I have lived in LA for 11 years now, and I think it is safe to say that among the top topics of conversation is traffic and the misery of commuting.  And in a sense, people are right about
the fact that they have long commutes:  LA-OC Metro 2017 American Community self-reported average travel time to work ranks 246 among the 260 largest Metropolitan Areas, and share of people with a commute of an hour or longer ranks 231 (we will get to who does worse in a bit).  Thanks to Steven Ruggles, Sarah Flood, Ronald Goeken, Josiah Grover, Erin Meyer, Jose Pacas and Matthew Sobek, IPUMS USA: Version 9.0 [dataset]. Minneapolis, MN: IPUMS, 2019, who make it easy to download various data sets and play with them.

But should people reasonably expect LA to do any better than this?  Consider this plot of number of commuters in an MSA against average travel time (I looked to see if someone else had done this particular plot, and couldn't find anyone who has.  If I have failed to cite work already done on this, I apologize).



Two things are pretty clear: larger cities have worse commuting times, and Los Angeles has shorter commutes than New York, but also shorter commutes than some places with smaller numbers of commuters.

How does it do in context?  If we run a simple bivariate regression of number of commuters explaining travel time, we get this:


That is a lot of explaining for one variable--the t-statistic is 11 and the R2 is .32.  And I don't worry too much about getting the direction of causality wrong here.  The regression predicts that LA's commute should, given its size, be six minutes, or about 20 percent, longer than it actually is.  So it appears that people who live in Los Angeles and Orange Counties have shorter commutes than they should expect, given the very large size of their employment market (and there are large benefits to living in such large employment markets).  
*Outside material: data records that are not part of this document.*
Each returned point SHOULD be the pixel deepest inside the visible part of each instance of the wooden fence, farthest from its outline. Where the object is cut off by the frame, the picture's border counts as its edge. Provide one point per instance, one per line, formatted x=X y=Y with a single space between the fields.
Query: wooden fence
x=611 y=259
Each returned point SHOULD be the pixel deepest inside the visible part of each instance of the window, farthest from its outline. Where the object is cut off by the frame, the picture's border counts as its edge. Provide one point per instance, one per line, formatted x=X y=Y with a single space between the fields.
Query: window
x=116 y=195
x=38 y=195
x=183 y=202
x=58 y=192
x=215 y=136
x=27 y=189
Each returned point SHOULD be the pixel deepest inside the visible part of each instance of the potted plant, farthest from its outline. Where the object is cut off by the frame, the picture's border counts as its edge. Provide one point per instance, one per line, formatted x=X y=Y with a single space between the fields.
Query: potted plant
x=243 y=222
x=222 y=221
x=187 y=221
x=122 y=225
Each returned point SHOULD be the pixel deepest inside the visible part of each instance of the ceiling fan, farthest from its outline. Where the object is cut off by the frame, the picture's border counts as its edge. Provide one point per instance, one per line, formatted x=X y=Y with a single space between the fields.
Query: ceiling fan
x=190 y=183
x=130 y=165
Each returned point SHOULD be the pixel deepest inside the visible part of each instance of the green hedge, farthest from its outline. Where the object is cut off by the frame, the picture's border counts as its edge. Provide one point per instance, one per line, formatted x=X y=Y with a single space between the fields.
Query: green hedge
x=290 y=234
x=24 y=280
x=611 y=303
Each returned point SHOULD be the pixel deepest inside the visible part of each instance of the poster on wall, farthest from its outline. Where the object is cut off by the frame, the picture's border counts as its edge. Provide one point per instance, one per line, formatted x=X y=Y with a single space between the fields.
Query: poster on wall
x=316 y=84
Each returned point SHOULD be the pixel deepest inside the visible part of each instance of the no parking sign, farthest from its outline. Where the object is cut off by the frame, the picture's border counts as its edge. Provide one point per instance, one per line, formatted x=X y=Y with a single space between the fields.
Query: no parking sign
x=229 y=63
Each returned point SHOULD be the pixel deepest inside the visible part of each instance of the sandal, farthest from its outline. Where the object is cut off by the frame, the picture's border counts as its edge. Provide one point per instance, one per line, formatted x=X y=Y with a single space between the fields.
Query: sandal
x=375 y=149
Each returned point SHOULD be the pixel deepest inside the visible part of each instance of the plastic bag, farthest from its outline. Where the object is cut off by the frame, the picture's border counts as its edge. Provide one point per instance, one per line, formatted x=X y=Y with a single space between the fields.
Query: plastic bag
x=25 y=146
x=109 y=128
I should note that the scatter plot above looks quadratic, and so I also did the quadratic regression:


The addition of the squared term improves the fit, and so now we can explain almost 38 percent of the variation in commuting time with one variable.  It doesn't change the basic result, however, that LA's commute times are considerably shorter than its size would predict (although its commutes are five, rather than six, minutes shorter than the model would forecast).

So we who live in LA really have nothing to complain about with respect to congestion--we get agglomeration benefits from living in a very large city (Ed Glaeser, Enrico Moretti, Vernon Henderson, Stuart Rosenthal, Will Strange, Jane Jacobs, Alfred Marshall, and many, many others have written about the productivity and consumption benefits of living in a large MSA), and the congestion costs, while real, are relatively low.   

But....this doesn't tell the whole story.  Look again at the scatterplot above, and one sees that the MSA with the longest commute is the relatively small Easton, Pennsylvania.  What is going on here?  Easton is a town immediately to the west of the Delaware River from New Jersey.  It is on Interstate 78, 68 miles to the west of the Holland Tunnel.  It is an inexpensive housing market.  And people commute from there to metro New York.

And so it is with Los Angeles. One place with fewer commuters than metro LA, but a longer commute, is Riverside-San Bernardino, the Inland Empire.  The Census counts people who live there as living in a separate metropolitan area, but they are in fact very much part of the Los Angeles regional economy.  And the people who live there have commutes that are more than 20 percent longer than the model predicts.  People who live out east may get some of the production externalities of the region, but I am not sure, after their exhausting commutes, that they benefit that much from the consumption externalities.

So I, and my neighbors, who live in Pasadena have no reason to complain about our commutes (cost of housing is a different issue).  Those who live in Ontario, on the other hand, have a point.